In 1931 and ’32, the gangster genre broke through in Hollywood with three great films: Little Caesar, The Public Enemy, and Scarface.
The gangster movie has been a durable genre, along with the western, one of the uniquely American film types. There had been such films in the silent era, but the early 1930s was when they suddenly took off. Three Hollywood films in particular, all made within roughly the same year, were the origin points for just about everything that came after, a kind of unholy trinity of crime pictures.

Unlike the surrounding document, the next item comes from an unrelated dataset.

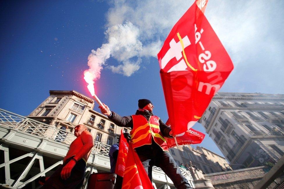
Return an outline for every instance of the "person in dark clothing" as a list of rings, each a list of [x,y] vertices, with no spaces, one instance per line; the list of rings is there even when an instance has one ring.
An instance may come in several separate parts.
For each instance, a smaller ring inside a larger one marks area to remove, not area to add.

The first one was Little Caesar, released by Warner Brothers in 1931, directed by Mervyn Leroy, and starring Edward G. Robinson as Rico Bandelli, a Chicago mob boss based loosely on Al Capone. Robinson’s performance made him a star, and endless comedians since have parodied the character’s mannerisms, with “Myeah myeah! I’m the boss. See?” and so forth. Robinson’s work in the film is much more subtle than this caricature—revealing Rico’s brutality, suspiciousness, and animalistic enjoyment of power. The Warners were cutting costs by cutting their movies for speed, which encouraged economy of means and expression. LeRoy excelled at this. In one great sequence, a couple pairs of legs walk swiftly into a room, we hear shots, a body falling, and then a glimpse of the killers’ hats as they turn and flee. All in mere seconds. The movie was a box office hit, despite the usual concerns of the moral crusaders always looking askance at Hollywood.

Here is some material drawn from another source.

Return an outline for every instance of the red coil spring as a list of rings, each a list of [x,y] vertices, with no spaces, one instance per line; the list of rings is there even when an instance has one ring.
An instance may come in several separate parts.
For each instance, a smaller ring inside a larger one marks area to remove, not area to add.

The second picture, released later the same year, was called The Public Enemy, also at Warners, which in the ‘30s was the one studio focused more on urban working class stories more than fantasies about rich people. William Wellman, a veteran with a reputation for risk-taking, was the director. His intuition for talent helped him here: James Cagney was cast as the main character’s sidekick, but after seeing him work, Wellman switched the two actors, putting Cagney in the lead as Tom Powers, a tough Irish mobster from Chicago. His performance is stunning, full of wild scary energy, speedy wisecracking, and jaunty belligerence. I’ll never forget the look in his eyes when Powers, in the pouring rain, gets ready to enter a gathering of enemies with guns blazing. It’s absolutely chilling. The expert editing and sound make this film stand out as one of the true greats.
The third movie, released early in 1932, was Scarface, made by Howard Hawks for a small outfit run by millionaire Howard Hughes. It starred the famous and well-regarded actor Paul Muni as Tony Camonte, yet another Chicago gangster (honestly, there were other cities that had gangs) inspired by Al Capone. Of the three films, this one’s the most violent. Tony is a barely literate homicidal monster who tears relentlessly through gangland with machine guns, and to top that, has an unacknowledged romantic obsession with his own sister. The picture is also pretty funny—Hawks highlighting all the most exaggerated criminal fantasies and revenge scenarios he could come up with. The guardians of virtue attacked this film in particular as glorifying criminals, and Hawks was forced to put a little prologue before the story, telling the audience that crime doesn’t pay. Incidentally, there’s no point comparing this to the Al Pacino film from the ‘80s. The only thing really similar is the title.
The unholy gangster film trinity: Little Caesar, The Public Enemy, and Scarface, all released in 1931 and ’32, are available on streaming platforms and on DVD and Blu-ray.